Les répercussions s’étendent à la demande globale. Lorsque les tarifs augmentent les coûts des entreprises, celles-ci réduisent généralement leurs dépenses et investissements. Cette contraction de l’activité économique peut peser sur la croissance du produit intérieur brut. Par ailleurs, des recherches de la Réserve fédérale de Saint-Louis indiquent que 2025 a déjà connu une hausse des prix à la consommation dans certains secteurs, mais que de nombreuses entreprises ont reporté des ajustements complets des prix. Ce mécanisme de transmission retardée suggère que les pressions inflationnistes devraient probablement s’intensifier en 2026.

Le dilemme politique devient évident : des réductions agressives des taux pourraient raviver l’inflation alors que les pressions sur les prix augmentent, créant une instabilité macroéconomique. Pourtant, le marché du travail pourrait être plus faible que ce que les chiffres d’emploi principaux laissent entendre — avec des travailleurs découragés quittant la force de travail ou acceptant une rémunération inférieure au marché. Ajoutons à cela que la croissance récente du PIB pourrait dépendre fortement des investissements en intelligence artificielle réalisés par un groupe concentré de grandes entreprises. Si même l’une de ces sociétés modère ses dépenses ou déçoit les investisseurs, les effets de ricochet pourraient se répercuter sur l’ensemble de l’écosystème économique.

Les valorisations du marché déconnectées de la réalité économique

Malgré ces risques croissants et l’hésitation évidente de la Réserve fédérale, les investisseurs en actions évaluent le S&P 500 comme si la croissance des bénéfices des entreprises ne rencontrait aucun vent contraire. Le multiple prix/bénéfice anticipé a atteint environ 22 fois les projections des analystes — l’un des niveaux de valorisation les plus élevés observés depuis 1980.

La situation devient encore plus extrême lorsqu’on utilise le ratio cyclically ajusté des prix sur bénéfices, une métrique popularisée par l’économiste Robert Shiller. À 40,6, le ratio CAPE actuel représente le niveau le plus élevé en dehors de la bulle Internet de la fin des années 1990 et du début des années 2000. Les propres recherches de Shiller suggèrent que de telles valorisations précèdent historiquement des rendements décennaux qui dépassent totalement l’inflation.

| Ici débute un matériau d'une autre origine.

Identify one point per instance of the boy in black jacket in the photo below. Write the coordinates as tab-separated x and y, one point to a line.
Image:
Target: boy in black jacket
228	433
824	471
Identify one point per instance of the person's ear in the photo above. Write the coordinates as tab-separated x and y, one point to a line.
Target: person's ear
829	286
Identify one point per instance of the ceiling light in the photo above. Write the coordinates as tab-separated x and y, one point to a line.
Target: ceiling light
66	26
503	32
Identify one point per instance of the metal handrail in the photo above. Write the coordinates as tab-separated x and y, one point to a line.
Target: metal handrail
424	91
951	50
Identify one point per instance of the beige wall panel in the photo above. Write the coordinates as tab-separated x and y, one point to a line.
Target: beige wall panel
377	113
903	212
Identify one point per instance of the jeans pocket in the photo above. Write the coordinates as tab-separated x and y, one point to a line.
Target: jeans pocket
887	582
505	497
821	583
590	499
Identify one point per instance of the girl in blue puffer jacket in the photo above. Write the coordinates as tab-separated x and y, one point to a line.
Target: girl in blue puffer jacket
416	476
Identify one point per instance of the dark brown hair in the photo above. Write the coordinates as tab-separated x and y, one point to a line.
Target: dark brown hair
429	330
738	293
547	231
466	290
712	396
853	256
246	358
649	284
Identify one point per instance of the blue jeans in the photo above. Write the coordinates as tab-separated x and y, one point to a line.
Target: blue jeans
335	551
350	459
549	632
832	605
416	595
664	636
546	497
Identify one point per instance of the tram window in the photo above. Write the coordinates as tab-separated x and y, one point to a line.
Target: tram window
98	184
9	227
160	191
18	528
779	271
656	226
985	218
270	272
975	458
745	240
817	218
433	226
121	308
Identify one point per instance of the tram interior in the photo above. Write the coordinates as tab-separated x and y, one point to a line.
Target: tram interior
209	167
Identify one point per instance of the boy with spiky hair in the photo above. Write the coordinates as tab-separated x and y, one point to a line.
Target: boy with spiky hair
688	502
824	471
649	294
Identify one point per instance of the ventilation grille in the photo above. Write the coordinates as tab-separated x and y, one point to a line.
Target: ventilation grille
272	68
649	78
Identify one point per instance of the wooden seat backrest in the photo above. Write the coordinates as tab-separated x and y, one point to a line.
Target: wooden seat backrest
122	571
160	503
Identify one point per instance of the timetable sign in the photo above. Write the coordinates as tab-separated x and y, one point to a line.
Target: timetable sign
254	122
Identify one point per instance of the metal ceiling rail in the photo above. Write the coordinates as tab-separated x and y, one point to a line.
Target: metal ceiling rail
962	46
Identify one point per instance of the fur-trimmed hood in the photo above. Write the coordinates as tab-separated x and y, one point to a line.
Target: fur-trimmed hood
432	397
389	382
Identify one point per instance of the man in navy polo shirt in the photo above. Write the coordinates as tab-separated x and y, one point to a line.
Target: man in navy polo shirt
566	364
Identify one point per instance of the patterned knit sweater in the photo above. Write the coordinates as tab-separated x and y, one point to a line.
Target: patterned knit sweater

Lorsque les multiples sont élevés, toute révision à la baisse des attentes de bénéfices est amplifiée en termes de prix absolus. Étant donné les incertitudes réelles évoquées par la Réserve fédérale — et les complications tarifaires encore largement non résolues — 2026 pourrait apporter des changements significatifs dans les prévisions de bénéfices des entreprises.

Se préparer à une éventuelle perturbation du marché

Le décalage entre les baisses de taux accommodantes de la banque centrale et la valorisation haussière du marché boursier suggère un désalignement. Les investisseurs comptant sur un stimulus monétaire continu pour alimenter les rendements boursiers tout au long de 2026 pourraient être déçus, la Réserve fédérale privilégiant la maîtrise de l’inflation plutôt que le soutien à la croissance.

Cela ne signifie pas qu’il faut abandonner les actions ou passer entièrement en réserves de liquidités. Cependant, augmenter progressivement l’allocation en cash peut s’avérer prudent — notamment pour ceux qui privilégient la stabilité du capital à l’appréciation, comme les personnes approchant de la retraite.

La thèse d’investissement centrale doit tourner autour du maintien d’une exposition substantielle aux actions tout en veillant à ce que les détentions soient alignées avec une conviction forte. Les entreprises sélectionnées doivent résister à une éventuelle faiblesse économique ou à des disruptions sectorielles. Comprendre quand la prochaine réunion de la Réserve fédérale aura lieu et quelles données pourraient faire évoluer leur calcul reste essentiel, mais se reposer uniquement sur l’accommodement de la banque centrale comme stratégie de portefeuille devient de plus en plus risqué.

L’avenir exige un optimisme mesuré associé à une évaluation réaliste des risques de valorisation et des incertitudes économiques. La position actuelle du S&P 500 laisse peu de marge pour la déception.